- Born: March 3, 1946 (age 80) Baltimore, Maryland, U.S.
- Occupation: Author
- Writing career
- Period: 1987–present
- Genre: Literary fiction
- Website: www.maryltabor.com

= Mary Tabor =

American novelist

Mary L. Tabor (born March 3, 1946) is an American author of literary fiction, professor, radio show host, and columnist.

==Early life and education==
Mary Tabor was born on March 3, 1946, in Baltimore, Maryland, and graduated from Forest Park High School in 1962. She later attended University of Maryland and graduated Phi Beta Kappa with a B.A. in English in 1966. She later obtained MAT in English and education in 1967 from Oberlin College. Tabor obtained her MFA in 1999 from Ohio State University.

==Working career==
In 1980, Tabor was a manager, writer, and Editor-in-chief for the American Petroleum Institute. She was promoted to the director of public affairs of the API in 1989 and was in this position until 1996.

Tabor was a visiting professor of English at the University of Missouri during 2006–2007. She was an adjunct professor in English at George Washington University from 1999 through 2010. Since 2008, Tabor has been a Woodrow Wilson Visiting Fellow.

==Writing career==
Tabor's first memoir piece was published in The New York Jewish Week in 1987 and she published literary memoir and short fiction pieces regularly in literary magazines. She published her first book of fiction The Woman Who Never Cooked at the age of 60. In 2011, she published her memoir, (Re)Making Love and won the 2014 Watty award for Best of Interactive Storytelling.

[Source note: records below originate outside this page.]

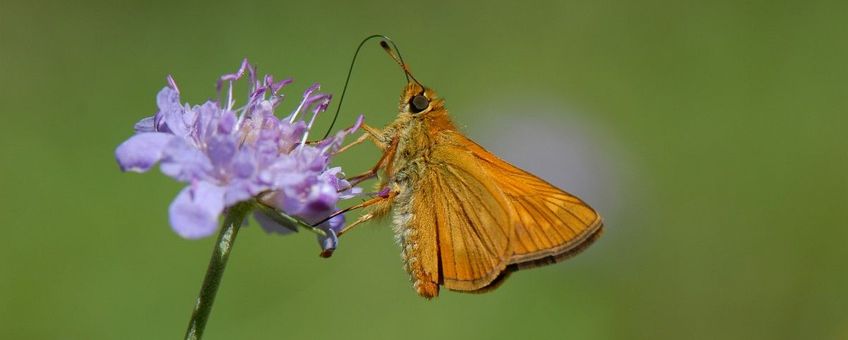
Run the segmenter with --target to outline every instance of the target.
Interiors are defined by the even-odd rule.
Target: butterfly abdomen
[[[426,245],[431,244],[428,238],[430,231],[419,230],[413,226],[422,216],[415,216],[414,205],[422,202],[413,202],[412,190],[406,177],[397,176],[396,189],[398,195],[395,197],[392,207],[395,242],[401,248],[401,259],[403,268],[409,273],[412,287],[426,298],[439,295],[438,267],[435,265],[435,254]]]

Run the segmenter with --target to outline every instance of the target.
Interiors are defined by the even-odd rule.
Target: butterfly
[[[366,140],[382,151],[371,170],[350,178],[355,185],[380,177],[380,191],[339,212],[366,208],[339,236],[391,214],[404,268],[425,298],[438,296],[440,286],[490,291],[514,271],[562,261],[598,239],[603,221],[595,210],[462,134],[397,47],[385,39],[380,45],[407,84],[394,122],[382,129],[363,124],[365,133],[339,151]]]

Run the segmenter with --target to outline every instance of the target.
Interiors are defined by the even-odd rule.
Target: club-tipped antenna
[[[409,82],[409,79],[412,78],[412,80],[416,84],[418,84],[418,86],[421,86],[421,88],[423,89],[424,85],[422,85],[421,82],[418,81],[418,79],[415,79],[415,76],[413,76],[412,72],[409,71],[409,66],[406,66],[406,63],[403,62],[403,58],[400,56],[400,51],[398,50],[397,46],[395,46],[395,43],[391,40],[389,40],[389,42],[392,43],[392,47],[394,47],[394,50],[392,50],[392,47],[389,47],[389,43],[386,42],[386,40],[380,41],[380,47],[382,47],[383,50],[385,50],[386,53],[388,53],[389,56],[392,57],[392,59],[398,65],[400,65],[400,68],[403,69],[403,73],[406,73],[406,82],[407,83]]]
[[[350,83],[350,76],[353,74],[353,65],[356,64],[356,57],[359,55],[359,50],[362,49],[362,46],[365,45],[366,42],[374,38],[383,38],[383,40],[380,41],[380,46],[382,46],[383,49],[389,53],[389,55],[392,57],[392,59],[395,60],[395,62],[401,65],[401,68],[403,68],[403,72],[406,76],[407,83],[409,82],[410,77],[412,77],[412,75],[409,73],[409,69],[406,67],[406,64],[403,63],[403,58],[400,56],[400,50],[398,50],[397,45],[394,41],[392,41],[391,38],[383,34],[374,34],[366,37],[365,39],[362,39],[362,42],[360,42],[359,46],[356,47],[356,52],[353,53],[353,59],[350,61],[350,68],[347,70],[347,78],[345,78],[344,87],[342,88],[342,95],[339,97],[339,106],[336,107],[336,114],[333,115],[333,121],[330,123],[330,127],[327,129],[327,133],[324,134],[324,138],[322,139],[326,139],[327,136],[330,135],[330,132],[333,131],[333,126],[336,125],[336,120],[339,118],[339,112],[342,109],[342,103],[344,102],[345,93],[347,92],[347,85],[348,83]],[[391,48],[389,48],[389,43],[392,44],[394,52]],[[412,80],[418,83],[418,85],[421,85],[421,83],[419,83],[418,80],[415,79],[415,77],[412,77]],[[424,86],[422,86],[422,88],[423,87]]]

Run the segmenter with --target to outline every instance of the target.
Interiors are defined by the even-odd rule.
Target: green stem
[[[206,269],[206,277],[203,278],[200,294],[197,296],[194,311],[191,313],[191,320],[189,320],[185,335],[186,339],[199,340],[203,337],[203,329],[206,328],[206,321],[209,319],[209,313],[212,312],[212,303],[215,302],[215,294],[218,292],[218,286],[221,285],[221,278],[224,276],[224,269],[227,267],[227,259],[230,257],[230,251],[236,241],[239,228],[241,228],[241,224],[251,208],[251,202],[236,204],[230,207],[227,216],[224,218],[224,225],[218,234],[218,242],[215,243],[215,249],[212,250],[212,259],[209,260],[209,267]]]
[[[297,228],[300,227],[309,230],[318,236],[327,237],[327,232],[325,232],[324,230],[316,228],[310,225],[309,223],[298,219],[297,217],[284,214],[283,212],[278,211],[277,209],[274,209],[266,205],[265,203],[256,202],[256,207],[259,208],[259,210],[261,210],[263,213],[265,213],[265,216],[268,216],[281,226],[288,228],[291,231],[297,232]]]

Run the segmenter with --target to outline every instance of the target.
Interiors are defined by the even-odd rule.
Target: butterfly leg
[[[388,189],[388,188],[386,188],[386,189]],[[360,216],[358,219],[356,219],[356,221],[345,226],[344,229],[342,229],[339,232],[338,236],[341,237],[344,233],[348,232],[349,230],[353,229],[353,227],[355,227],[359,224],[370,221],[370,220],[374,219],[375,217],[381,217],[382,215],[385,215],[385,213],[389,211],[389,208],[391,208],[392,201],[394,200],[395,196],[397,196],[397,194],[398,194],[397,190],[393,190],[393,191],[384,190],[384,191],[380,192],[379,196],[377,196],[377,197],[374,197],[370,200],[367,200],[367,201],[362,202],[360,204],[354,205],[354,206],[349,207],[347,209],[342,209],[342,210],[334,213],[333,216],[338,215],[338,214],[343,214],[343,213],[346,213],[346,212],[349,212],[349,211],[355,210],[355,209],[374,206],[371,209],[371,212]]]
[[[346,225],[346,226],[344,227],[344,229],[342,229],[342,230],[338,233],[338,236],[342,236],[342,235],[343,235],[344,233],[346,233],[348,230],[353,229],[353,227],[355,227],[355,226],[357,226],[357,225],[359,225],[359,224],[362,224],[362,223],[368,222],[368,221],[372,220],[373,218],[374,218],[374,214],[372,214],[372,213],[368,213],[368,214],[365,214],[365,215],[359,216],[359,218],[357,218],[357,219],[356,219],[356,221],[353,221],[353,223]]]
[[[370,170],[363,172],[359,175],[348,178],[347,180],[350,182],[350,186],[356,186],[359,183],[362,183],[365,180],[369,180],[377,176],[377,172],[380,171],[383,167],[386,167],[391,163],[392,157],[394,157],[395,150],[397,149],[397,139],[393,140],[389,147],[385,152],[383,152],[383,156],[380,157],[380,160],[377,161],[377,164],[374,165]]]
[[[330,216],[327,216],[326,218],[321,220],[321,222],[315,223],[315,225],[319,225],[321,223],[329,221],[333,217],[339,216],[339,215],[344,214],[348,211],[369,207],[369,206],[372,206],[372,205],[377,204],[377,203],[381,203],[382,201],[386,201],[386,200],[391,201],[393,198],[395,198],[395,196],[397,196],[396,191],[383,190],[378,194],[377,197],[374,197],[374,198],[367,200],[365,202],[362,202],[362,203],[359,203],[359,204],[356,204],[356,205],[352,205],[350,207],[336,211],[336,212],[330,214]]]
[[[381,167],[382,166],[379,163],[377,163],[377,166],[375,166],[374,168],[372,168],[372,169],[370,169],[366,172],[363,172],[359,175],[348,178],[348,182],[350,182],[350,186],[355,187],[357,184],[362,183],[363,181],[367,181],[369,179],[374,178],[375,176],[377,176],[377,171],[380,171]]]
[[[373,141],[374,145],[376,145],[377,148],[379,148],[381,151],[386,151],[386,149],[388,149],[391,146],[390,145],[391,141],[387,140],[383,136],[383,131],[380,131],[380,129],[363,123],[362,124],[362,130],[365,130],[365,135],[371,137],[371,141]]]
[[[359,136],[359,138],[357,138],[355,141],[350,142],[348,145],[345,145],[345,146],[339,148],[338,150],[336,150],[336,152],[333,152],[333,156],[338,155],[342,152],[345,152],[345,151],[347,151],[348,149],[350,149],[354,146],[362,144],[362,142],[368,140],[368,137],[370,137],[370,136],[367,133],[363,133],[362,136]]]
[[[362,144],[362,142],[368,140],[369,138],[372,142],[374,142],[374,145],[376,145],[378,149],[380,149],[381,151],[386,150],[388,145],[386,144],[386,142],[383,141],[383,131],[380,131],[379,129],[366,124],[362,124],[362,129],[365,130],[365,133],[359,136],[359,138],[357,138],[355,141],[350,142],[350,144],[345,145],[338,151],[334,152],[333,155],[338,155],[354,146]]]

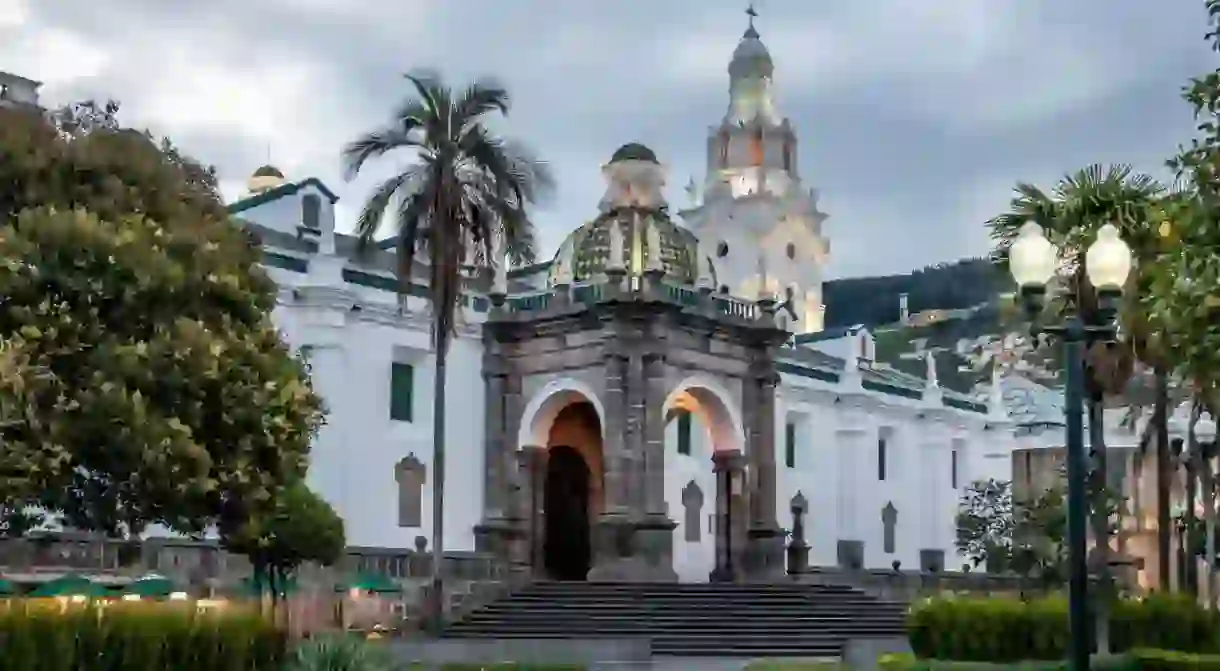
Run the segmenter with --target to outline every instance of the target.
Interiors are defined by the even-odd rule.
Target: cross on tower
[[[750,27],[754,27],[754,19],[758,16],[758,12],[754,10],[754,2],[751,1],[746,7],[746,16],[750,17]]]

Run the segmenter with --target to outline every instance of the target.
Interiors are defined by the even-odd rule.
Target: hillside
[[[826,328],[863,324],[877,327],[899,321],[899,296],[907,294],[911,314],[958,310],[992,303],[1012,281],[989,259],[964,259],[904,275],[852,277],[822,285]]]

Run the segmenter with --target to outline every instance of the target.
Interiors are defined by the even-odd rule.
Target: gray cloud
[[[270,149],[349,217],[394,166],[343,183],[339,149],[387,118],[402,72],[497,75],[515,97],[505,131],[560,177],[538,216],[547,250],[592,215],[598,168],[624,142],[656,149],[682,197],[744,27],[727,0],[15,6],[0,12],[0,63],[45,80],[50,102],[119,98],[129,122],[215,163],[230,195]],[[1094,161],[1159,170],[1190,134],[1178,90],[1212,67],[1201,1],[775,0],[762,13],[838,276],[984,253],[981,221],[1017,179]]]

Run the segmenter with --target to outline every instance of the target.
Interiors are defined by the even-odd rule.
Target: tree
[[[485,125],[493,112],[508,113],[503,87],[481,81],[455,91],[435,75],[406,78],[414,95],[388,125],[348,144],[344,159],[348,177],[354,177],[370,159],[396,150],[415,154],[414,163],[373,190],[356,229],[367,247],[386,212],[394,210],[400,286],[409,284],[416,254],[427,258],[436,355],[431,605],[438,624],[444,556],[445,363],[461,299],[461,268],[467,259],[499,266],[505,253],[514,263],[531,263],[534,227],[527,210],[553,182],[545,165]]]
[[[222,529],[221,542],[249,558],[255,584],[275,599],[302,564],[331,566],[346,546],[343,519],[300,481],[281,487],[250,518]]]
[[[988,573],[1012,568],[1012,483],[977,480],[962,492],[957,510],[957,549]]]
[[[0,155],[0,339],[46,376],[5,430],[0,500],[134,538],[232,524],[299,479],[322,403],[215,195],[130,129],[0,110]]]
[[[1220,52],[1220,0],[1206,0],[1204,7],[1204,38]],[[1194,111],[1198,134],[1169,161],[1184,188],[1154,211],[1163,244],[1147,264],[1150,280],[1142,306],[1162,347],[1175,353],[1175,372],[1208,413],[1220,417],[1220,331],[1215,328],[1220,321],[1220,256],[1215,252],[1220,249],[1220,68],[1192,79],[1182,97]],[[1167,416],[1167,409],[1158,410]],[[1205,516],[1214,526],[1214,492],[1205,496]],[[1167,561],[1162,574],[1166,569]],[[1209,561],[1208,584],[1211,593],[1214,561]]]

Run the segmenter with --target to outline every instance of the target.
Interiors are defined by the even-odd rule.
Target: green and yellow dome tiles
[[[660,166],[656,153],[635,142],[619,147],[610,157],[611,165],[626,161]],[[664,205],[623,205],[603,212],[568,236],[559,246],[559,251],[551,263],[549,283],[554,285],[561,277],[569,282],[587,282],[604,277],[606,268],[610,265],[610,231],[615,222],[623,235],[623,258],[619,259],[620,267],[628,274],[643,274],[652,255],[651,241],[657,240],[660,243],[661,269],[667,279],[686,285],[693,285],[699,280],[702,264],[699,259],[699,241],[693,233],[670,219]],[[715,270],[711,259],[705,261],[708,279],[715,286]]]
[[[571,259],[571,274],[567,279],[572,282],[603,276],[610,265],[610,229],[615,221],[623,233],[621,267],[628,274],[640,275],[648,267],[652,253],[649,238],[653,237],[648,229],[655,228],[655,237],[661,243],[661,268],[665,277],[681,284],[694,284],[699,279],[699,242],[694,234],[670,221],[664,210],[619,208],[602,214],[568,236],[551,264],[551,283],[554,284],[563,272],[565,258]],[[711,269],[710,260],[708,268]],[[714,285],[714,271],[710,279]]]

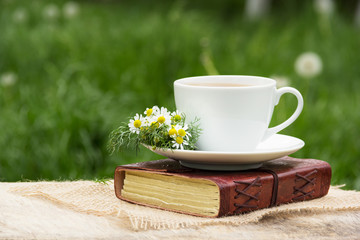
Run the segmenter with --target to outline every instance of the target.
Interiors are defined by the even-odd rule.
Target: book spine
[[[324,165],[284,172],[261,169],[239,179],[217,181],[218,217],[322,197],[329,190],[330,179],[330,165]]]
[[[279,174],[277,205],[319,198],[330,188],[331,168],[322,166]]]
[[[271,204],[273,178],[266,172],[245,173],[216,183],[220,189],[218,217],[266,208]]]

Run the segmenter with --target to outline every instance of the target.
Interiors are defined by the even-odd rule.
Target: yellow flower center
[[[177,131],[175,128],[172,128],[169,130],[169,135],[172,136],[172,135],[176,135],[177,134]]]
[[[141,126],[141,121],[139,119],[135,120],[134,121],[134,127],[139,128],[140,126]]]
[[[182,136],[182,137],[185,137],[185,135],[186,135],[186,132],[185,132],[184,129],[179,129],[178,133],[179,133],[179,135]]]
[[[176,138],[176,142],[177,142],[178,144],[182,144],[182,143],[184,142],[184,139],[183,139],[182,137],[177,137],[177,138]]]
[[[146,116],[150,116],[152,114],[153,110],[152,108],[149,108],[148,110],[146,110]]]
[[[181,120],[181,116],[179,114],[176,114],[174,116],[174,120],[175,120],[175,122],[179,122]]]
[[[165,117],[164,116],[160,116],[160,117],[158,117],[158,122],[159,123],[164,123],[165,122]]]

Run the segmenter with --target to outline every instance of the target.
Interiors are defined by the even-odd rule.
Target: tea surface
[[[186,83],[190,86],[199,87],[250,87],[252,85],[240,84],[240,83]]]

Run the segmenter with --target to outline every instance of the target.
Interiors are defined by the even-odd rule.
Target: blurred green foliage
[[[174,110],[174,80],[219,73],[286,77],[305,100],[282,131],[306,142],[292,156],[328,161],[332,184],[360,189],[360,29],[341,2],[324,17],[275,1],[259,21],[244,1],[81,1],[71,17],[66,4],[0,1],[0,76],[13,74],[0,85],[1,181],[102,179],[160,158],[109,155],[108,134],[146,107]],[[307,51],[323,62],[310,79],[294,70]],[[271,126],[295,106],[284,96]]]

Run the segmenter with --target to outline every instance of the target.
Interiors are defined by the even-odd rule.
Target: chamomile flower
[[[184,150],[184,146],[189,145],[189,143],[184,140],[184,138],[177,136],[174,140],[172,140],[172,147],[176,149]]]
[[[185,123],[182,125],[175,125],[174,129],[177,132],[177,136],[182,137],[186,140],[189,140],[189,137],[191,137],[191,134],[187,131],[189,126]]]
[[[143,117],[143,121],[141,122],[141,127],[150,127],[152,123],[152,119],[149,117]]]
[[[160,108],[156,105],[152,107],[152,110],[153,110],[152,112],[153,115],[158,115],[160,113]]]
[[[170,137],[176,137],[177,136],[177,134],[178,134],[178,132],[177,132],[177,130],[175,129],[175,126],[174,125],[171,125],[171,126],[169,126],[168,127],[168,133],[169,133],[169,136]]]
[[[171,117],[174,122],[180,122],[181,121],[181,112],[179,110],[176,110],[175,112],[171,113]]]
[[[152,148],[195,150],[201,129],[197,121],[187,125],[185,119],[185,114],[179,111],[170,112],[157,106],[146,108],[144,114],[137,113],[111,133],[112,151],[120,147],[138,147],[139,144]]]
[[[145,119],[146,119],[145,124],[149,127],[151,127],[151,126],[159,127],[160,126],[160,123],[157,121],[157,119],[158,119],[157,116],[145,117]]]
[[[150,117],[153,115],[153,112],[154,110],[152,108],[146,108],[144,114],[147,116],[147,117]]]
[[[139,134],[140,129],[143,126],[144,118],[142,115],[139,115],[138,113],[135,115],[134,119],[130,119],[130,122],[128,124],[129,129],[132,133]]]
[[[146,110],[144,111],[145,117],[143,119],[143,126],[150,127],[151,123],[153,123],[154,121],[156,122],[153,113],[154,110],[152,108],[146,108]]]
[[[160,111],[155,115],[156,122],[160,125],[171,125],[171,115],[167,108],[161,107]]]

In 2013, Tabor published her first novel, Who By Fire, which won the Notable Indie award for best books of 2013 by online magazine Shelf Unbound.

Mary L. Tabor is a member of the Authors Guild.

==Personal==
Since retiring from George Washington University, Tabor has been teaching select students across the world, one-on-one. She currently lives in Hyde Park, Chicago with her husband.

==Bibliography==

===Short stories===
- Woman Who Never Cooked: Stories (2006)

===Memoir===
- (Re)MAKING LOVE: a sex after sixty story (2011)

===Novels===
- Who by Fire (2012)

==Awards==
- Winner 2004 Mid-List First Series Award for Short Fiction
- Grand Prize, Santa Fe Writers Project 2000 Literary Awards, August 2000
- Semi-finalist, Lewis-Clark Press Discovery and Expedition Awards, 2004.
- Honorable Mention, Starcherone Books Fiction Prize, 2004–05.
- One of six semi-finalists, John Simmons Iowa Short Fiction Award, 2003.
- Finalist for the 2003 Spokane Prize for Short Fiction, EWU Press, September 2003.
- Finalist for the 2002, Mid-List Series Award for Short Fiction June 2003.
- One of six semi-finalists for the 2002 Katherine Anne Porter Prize in short fiction.
- One of six semi-finalists for the 2000 Iowa Short Fiction Contest.